New turner and new member.  Below are three ornaments I made this season.  The first two were created during different WoodCraft classes and the last one was created at home practicing the new skill.

First (and only, so far) hollow-form ornament.  About 2" wide zebrawood with blackwood finials.





First inside-out ornament.  Random wood from the class.  The internal final was my "oops" fix when I drilled all the way through the bottom by mistake.




Second inside-out, Pau Fero and Purpleheart.





Feedback welcome!!
GK


----------



## clewless (Dec 31, 2006)

Good looking ornaments.  Got any directions you could share?

Happy New Year!


----------



## gketell (Dec 31, 2006)

For the inside out ornaments here is a good set of instructions: 
http://www.turnwood.net/projects/Inside-OutOrnaments.doc

For the hollow-form you could look at:
http://www.woodcentral.com/articles/turning/articles_482.shtml
which gives a REAL basic overview.  The key to these is having small tools for the hollowing.  The instructor used a 1/8" allen wrench with the long end in a handle and the sort end sharpened.

Honestly, the hollow-form will look exactly the same hollow or solid.  The difference is the weight.  If you are planning on hanging it in doorways solid is fine.  If you want to hang it in the tree then you need to hollow it.

GK


----------



## TellicoTurning (Dec 31, 2006)

GK,
Really nice, I just started trying ornaments a couple of weeks back... kinda fun to do.  Need to perfect some techniques.. then work on some for next year.

I like the inside out's best.


----------



## Ron in Drums PA (Dec 31, 2006)

> _Originally posted by gketell_
> <br />New turner and new member.




New Turner!
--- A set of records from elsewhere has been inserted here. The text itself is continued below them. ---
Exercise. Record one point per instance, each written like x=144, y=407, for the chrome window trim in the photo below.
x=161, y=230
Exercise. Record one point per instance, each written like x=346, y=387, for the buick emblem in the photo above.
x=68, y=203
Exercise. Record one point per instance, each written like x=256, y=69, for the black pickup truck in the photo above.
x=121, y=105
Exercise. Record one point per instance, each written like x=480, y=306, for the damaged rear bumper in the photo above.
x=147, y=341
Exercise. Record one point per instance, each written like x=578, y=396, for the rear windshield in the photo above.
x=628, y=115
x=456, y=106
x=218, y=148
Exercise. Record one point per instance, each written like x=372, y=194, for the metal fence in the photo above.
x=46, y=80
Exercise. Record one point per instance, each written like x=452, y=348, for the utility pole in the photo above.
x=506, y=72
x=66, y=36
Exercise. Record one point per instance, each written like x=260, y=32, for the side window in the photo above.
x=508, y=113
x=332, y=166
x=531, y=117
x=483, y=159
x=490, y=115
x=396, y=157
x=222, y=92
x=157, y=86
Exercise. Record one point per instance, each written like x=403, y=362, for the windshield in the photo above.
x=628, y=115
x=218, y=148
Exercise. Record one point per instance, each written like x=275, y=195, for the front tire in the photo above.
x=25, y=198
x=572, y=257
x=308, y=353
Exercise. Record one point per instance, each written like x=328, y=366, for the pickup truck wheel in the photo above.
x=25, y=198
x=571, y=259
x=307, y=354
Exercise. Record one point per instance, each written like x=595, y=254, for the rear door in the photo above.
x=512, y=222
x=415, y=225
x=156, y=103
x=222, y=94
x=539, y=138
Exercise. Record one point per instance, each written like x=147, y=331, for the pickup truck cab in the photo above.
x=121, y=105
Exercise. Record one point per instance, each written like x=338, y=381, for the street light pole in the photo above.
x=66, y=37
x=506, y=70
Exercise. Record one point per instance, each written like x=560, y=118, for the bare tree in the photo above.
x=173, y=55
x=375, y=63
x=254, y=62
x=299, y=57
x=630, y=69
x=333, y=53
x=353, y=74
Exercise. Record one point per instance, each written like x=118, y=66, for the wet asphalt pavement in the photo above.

These are fabulous. Keep up the good work.


----------



## gketell (Jan 1, 2007)

Thanks for all the kind words!!

Turning is new, turning is addicting, turning is great fun.  I think I'll go turn a pen.  []

GK


----------



## bob393 (Jan 2, 2007)

Really nice work!


----------



## csb333 (Jan 3, 2007)

Those look really great!! I hope to try some someday. I like your design- they look really fragile and nice.


----------



## TBone (Jan 3, 2007)

If you're new I'm wondering where that puts me?  What's below new?  Good looking ornaments


----------



## gketell (Jan 3, 2007)

Thanks! The look more fragile than they are, even though they ended up being thinner than planned.  Both were dropped (9 thumbs here) and survived undamaged.
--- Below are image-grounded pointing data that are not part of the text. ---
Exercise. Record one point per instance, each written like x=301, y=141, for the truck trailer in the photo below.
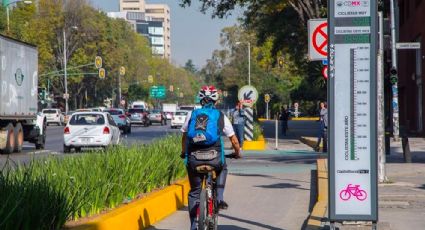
x=20, y=119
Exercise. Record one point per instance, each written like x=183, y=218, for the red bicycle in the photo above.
x=354, y=190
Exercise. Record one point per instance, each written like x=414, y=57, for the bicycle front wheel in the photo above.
x=203, y=212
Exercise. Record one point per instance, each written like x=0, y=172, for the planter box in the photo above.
x=139, y=214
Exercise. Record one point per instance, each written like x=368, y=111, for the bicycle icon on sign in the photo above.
x=354, y=190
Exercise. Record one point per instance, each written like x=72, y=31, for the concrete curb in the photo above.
x=311, y=141
x=141, y=213
x=320, y=209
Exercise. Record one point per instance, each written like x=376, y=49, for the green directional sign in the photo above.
x=158, y=92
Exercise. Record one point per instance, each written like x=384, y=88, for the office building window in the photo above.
x=155, y=11
x=131, y=8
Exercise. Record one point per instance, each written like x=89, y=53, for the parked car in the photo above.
x=138, y=117
x=54, y=116
x=67, y=116
x=157, y=116
x=90, y=130
x=120, y=119
x=179, y=118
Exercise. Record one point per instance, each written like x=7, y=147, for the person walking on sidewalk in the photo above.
x=284, y=117
x=323, y=128
x=238, y=121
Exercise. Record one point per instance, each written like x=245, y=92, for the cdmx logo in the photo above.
x=352, y=3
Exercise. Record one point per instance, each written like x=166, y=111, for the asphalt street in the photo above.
x=54, y=142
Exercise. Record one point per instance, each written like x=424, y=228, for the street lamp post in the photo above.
x=65, y=73
x=7, y=10
x=249, y=61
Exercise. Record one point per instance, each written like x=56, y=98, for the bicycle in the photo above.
x=355, y=190
x=207, y=213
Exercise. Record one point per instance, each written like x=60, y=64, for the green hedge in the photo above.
x=48, y=192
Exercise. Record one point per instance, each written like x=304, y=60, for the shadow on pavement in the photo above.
x=281, y=186
x=265, y=226
x=231, y=227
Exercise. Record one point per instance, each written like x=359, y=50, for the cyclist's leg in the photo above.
x=195, y=180
x=221, y=182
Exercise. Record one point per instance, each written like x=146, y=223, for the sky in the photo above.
x=194, y=35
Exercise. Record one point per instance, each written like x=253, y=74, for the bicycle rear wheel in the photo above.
x=203, y=212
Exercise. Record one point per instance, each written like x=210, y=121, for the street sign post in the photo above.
x=157, y=92
x=408, y=45
x=317, y=39
x=352, y=108
x=267, y=100
x=98, y=62
x=325, y=72
x=102, y=73
x=248, y=95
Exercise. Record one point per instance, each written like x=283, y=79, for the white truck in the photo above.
x=169, y=110
x=19, y=117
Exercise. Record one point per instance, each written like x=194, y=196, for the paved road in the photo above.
x=54, y=142
x=267, y=190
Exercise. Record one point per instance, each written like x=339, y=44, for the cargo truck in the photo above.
x=19, y=117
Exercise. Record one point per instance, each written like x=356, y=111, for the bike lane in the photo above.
x=268, y=190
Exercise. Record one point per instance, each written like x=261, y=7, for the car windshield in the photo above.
x=50, y=111
x=87, y=119
x=181, y=113
x=136, y=111
x=114, y=112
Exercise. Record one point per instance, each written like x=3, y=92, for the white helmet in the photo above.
x=208, y=93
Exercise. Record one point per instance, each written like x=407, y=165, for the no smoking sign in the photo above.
x=317, y=39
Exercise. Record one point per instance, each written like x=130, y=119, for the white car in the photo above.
x=178, y=119
x=54, y=116
x=90, y=130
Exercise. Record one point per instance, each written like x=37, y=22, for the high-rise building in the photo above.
x=132, y=5
x=159, y=15
x=149, y=20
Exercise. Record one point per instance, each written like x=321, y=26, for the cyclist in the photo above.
x=209, y=97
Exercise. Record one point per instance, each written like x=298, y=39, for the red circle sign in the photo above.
x=325, y=72
x=321, y=34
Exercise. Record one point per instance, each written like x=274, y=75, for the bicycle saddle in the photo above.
x=204, y=168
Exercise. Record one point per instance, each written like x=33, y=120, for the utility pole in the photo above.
x=380, y=96
x=66, y=96
x=396, y=120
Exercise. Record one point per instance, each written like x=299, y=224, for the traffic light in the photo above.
x=280, y=62
x=393, y=75
x=42, y=93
My wife tried her hand at ornaments too.  This is her 2nd one.  She out did me again!  Redwood Burl and Blackwood.





GK


----------



## RogerGarrett (Jan 4, 2007)

Very cool - and very attractive.  I like the one your wife did - I kind of like the inside empty!

Best,
Roger Garrett


----------



## BigRob777 (Jan 7, 2007)

Nice ornaments.  I really like your fix with the internal spindle.  From here, it doesn't look like a fix at all.  Superb!  Your wife's is amazing too.
Rob


----------



## gketell (Jan 7, 2007)

Thanks for all the kind comments!
Now we just need to get a ton more oversized pen blanks so we can make more.  I figure making them just before Christmas they sell as "ornaments" but I can (try to) sell them now as "art".  

GK


----------